How to Write Well: Trusted Resources for Nonprofits and Foundations

We are lucky here at Prichard. We’re lucky because we’ve got a smarter portfolio of clients than we could ever have dreamed–and among all those smart clients are people who wow me–consistently–with their intelligence. I often think, “I can’t believe I’m in the same room with her!”

These people move mountains. They part seas. They alter the very fabric of our society for the better–between the time they wake up and the time they eat lunch. Every day. Maybe you’re one of them?

But mountains and seas aside, I’ve noticed a trend among some of these social innovators…these provocative changemakers…these dynamos of philanthropy. They might know how to conquer some of the world’s biggest problems but they often struggle to be effective at communicating with their internal and external target audiences: staff, peers, partners, funders, individual donors.

And any nonprofit executive director or foundation communications officer knows that failing at communications can be catastrophic to your growth and sustainability over the long term. If you can’t motivate your staff, if you can’t raise money, if you can’t recruit partners, how are you going to change the world?

Oh don’t get me wrong—they try to get their messages out there , but often even their simplest messages come across as scientific white papers, inadvertent yelling or confusing diatribes, rather than clear, concise thoughts that inspire audiences to take action.

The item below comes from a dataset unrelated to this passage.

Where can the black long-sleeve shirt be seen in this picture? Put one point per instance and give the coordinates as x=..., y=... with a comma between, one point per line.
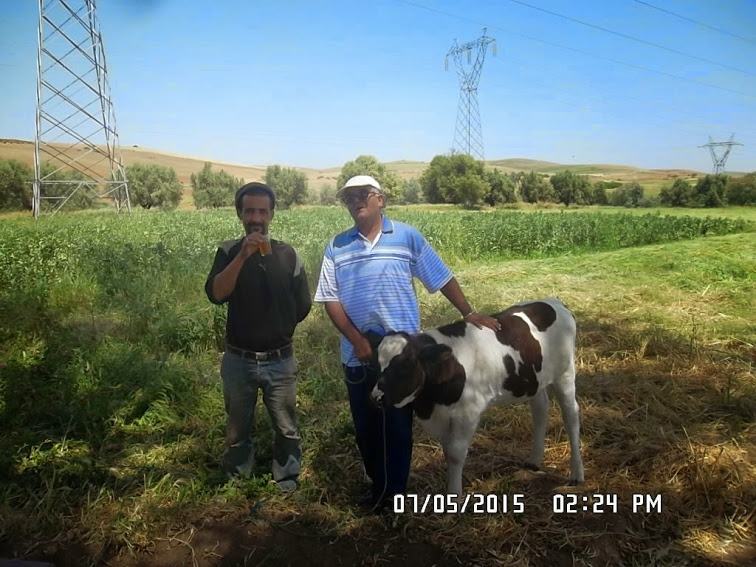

They’re communicating in their own way–they’re just not communicating in a way that helps them Win Friends and Influence People.

They bury their headlines or don’t write them at all. They use improper punctuation. They wax poetic about time sensitive activities. They forget to make ‘the ask.’ They’re talking alright… but no one is listening.

Sound like you or someone you know? (It’s okay, I’ll never tell!)

Dig up YOUR inner change maker—YOUR inner world saver and share with them Team Prichard’s favorite resources for effective communications (traditional and/or online)—you might end up with a nicely written thank you note in your near future!

1. [Book]: Writing That Works: How to Communicate Effectively in Business, Kenneth Roman and Joel Raphaelson

2. [E-Newsletter]: Wiley’s Writing Tips

3. [Book]: A Quick and Not So Dirty Guide to Business Writing, Charles Marsh (Note: Dated but the basics persevere. This was my “bible” during college and remains so today.)

4. [Website]: “Jargon Finder” The Communications Network

5. [Book]: On Writing Well, William Zinsser

6. [Book]: Eats, Shoots and Leaves: The Zero Tolerance Approach to Punctuation, Lynne Truss

7. [Book, Style Guide]: The Elements of Style, William Strunk and E.B. White

8. [Website]: “Grammar Girl,” Quick and Dirty Tips

9. [Blog]: “Copyblogger

10. [E-Book]: 52 Headline Hacks, John Morrow

11. [Website]: “Purdue Online Writing Lab,” Purdue University

What did I miss? What resources help you be more effective in communicating? Let me know in the comments.

 

Jennie Day-Burget

Former Vice President and Managing Director Jennie Day-Burget is a lover of surprises, wine and chevron (the pattern, not the oil company). Jennie has worked in communications and public relations for more than a decade and cites the hashtag (#) as her favorite communications innovation.